In Part 4 I discussed if e-records as part of decision making in eGovernment and eBusiness. The program of courses entitled "System Approach to Management of Government Information" are now being offered, so I tought I should look at tidying up my content to get ready.
One option I would like to try is using a course management system (CMS). Not because the students will be studying on-line remotely, they will be on the campus at live sessions, but because it might be a useful way to make sure the material is well structured.
The Moodle product looks like a good option; it is Australian developed, free Open Source, and people keep mentioning it to me. The ACS use it for their new Computer Professional Educational Program and appears to be going well (thankfully as I am in charge of Professional Development at the ACS as of 1 January 2007).
The Moodle people claim it is based on "sound pedagogical principles", specifically "social constructionist pedagogy". Which they say involves: Constructivism, Constructionism, Social Constructivism, Connected and Separate.
Constructivism says you have to integrate what you are learning into what you already know. Constructionism says you learn better if you have to do something with the knowledge. For example I am writing this as I read about Moodle and so I am learning by having to write about it. Social Constructivism is about a group assembling ideas. As an example when people respond to what I have written and suggest changes. Connected and Separate is about understand the person's other point of view versus being "right": people will point out spelling errors in what I wrote (Separate) and others will suggest better ways to word it (Connected).

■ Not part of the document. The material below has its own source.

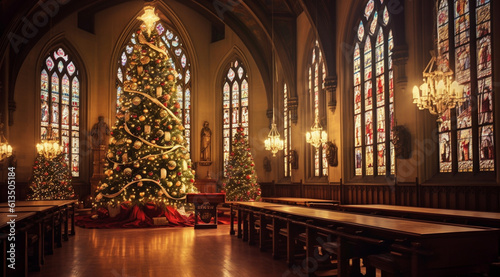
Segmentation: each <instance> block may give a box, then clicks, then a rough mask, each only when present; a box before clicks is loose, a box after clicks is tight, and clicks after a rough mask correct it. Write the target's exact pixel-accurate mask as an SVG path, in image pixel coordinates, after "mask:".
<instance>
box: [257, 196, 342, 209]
mask: <svg viewBox="0 0 500 277" xmlns="http://www.w3.org/2000/svg"><path fill="white" fill-rule="evenodd" d="M262 201H264V202H270V203H278V204H287V205H298V206H307V207H310V206H315V207H318V208H319V207H329V208H333V207H335V206H337V205H339V204H340V201H338V200H327V199H315V198H301V197H262Z"/></svg>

I am not sure how widely accepted these concepts are (it is all new to me), but it seems these are really two ideas: Learning through doing and working together.
Most computer based learning systems seem to be designed to support an isolated individual learning "facts". This would be Separate non-Constructivism in Moodles' language.
With that out of the way, lets look at Moodle, the software. It is released under a GNU General Public License, so it can be freely used and modified (free as in beer and speech). It is written in PHP and requires an SQL database to hold the content.
There are roles defined for admin, course creators, teachers , non-editing teachers (ie: adjuncts and tutors) and students. Moodle uses much the same software and philosophy as Open Journal Systems for e-publishing. There the roles are administrators, editors, reviewers and readers.
CMS systems are mostly about administering a course, not creating learning content. The CMS is used to keep track of the students, learning materials and activities (such as assignments). They are not about creating the actual materials the students read. This is much the same as e-publishing systems don't help you write a document, just publish it.
The current release of Moodle was 1.7, but Version 1.8 is just out (January 2007). This is supposed to have improved web accessibility features. They are specifically aiming for compliance with Italian Legislation on Accessibility. I am not exactly sure what that legislation covers, but it is likely to be much the same as Australian requirements under the Disability Discrimination Act and involve use of the W3C WAG, as used worldwide.
The Moodle developers are also aiming to implement XHTML Strict (after some debate). Use of XHTML Strict will help with accessibility and make for very clean and efficient web pages. It should also make it possible to use them on hand held devices, such as my proposed learning PC for developing nations and for different languages.
There is a Wiki with extensive documentation about using Moodle. Each Moodle course created has a course homepage, which is the place the students first come to. The home page has a typical Wiki style with blocks of mostly text laid out in columns.
The course can be formed of sections, usually in an order which the students work their way through (each week for example). Moodle has its own web based editor, including a "Clean Word HTML button" to remove extranious code from HTML which has been generated by Microsoft Word.
A course consists of essentially of resources and activities. A resource will typically be a web page with some content on it, a link to some content web based content somewhere else. At this point you realize the CMS doesn't write the course for you: the actual content you are teaching has to be somewhere. It might be on web pages, in PDF documents, or Powerpoint slides.
The content might be in an IMS content package. This is a standard format for learning content which is also supported by other CMS systems such as Web CT. An IMS Content Package is a Zipped directory of XML files, much like the OpenXML and Open Office word processing formats.
Exactly how you create a package, (with Moodle?) or how standardized they are between different CMS systems I am not yet clear on. But it appears to work as the government funded Australian Flexible Learning Framework has dozens of IMS content packaged learning objects in its Flexible Learning Toolboxes. These can be previewed online.
There are a bewildering array of standards underlying these systems, most of which the user never has to know about. As an example IMS uses a different metadata format to describe its learning objects to the IEEE Standard for Learning Object Metadata IEEE Std 1484.12.1-2002 (which I get a mention in, as I was on the balloting group). So IMS provide a set of Guidelines for Using the IMS LRM to IEEE LOM 1.0 Transform
to turn IMS metedata into IEEE metadata using XSLT transformations.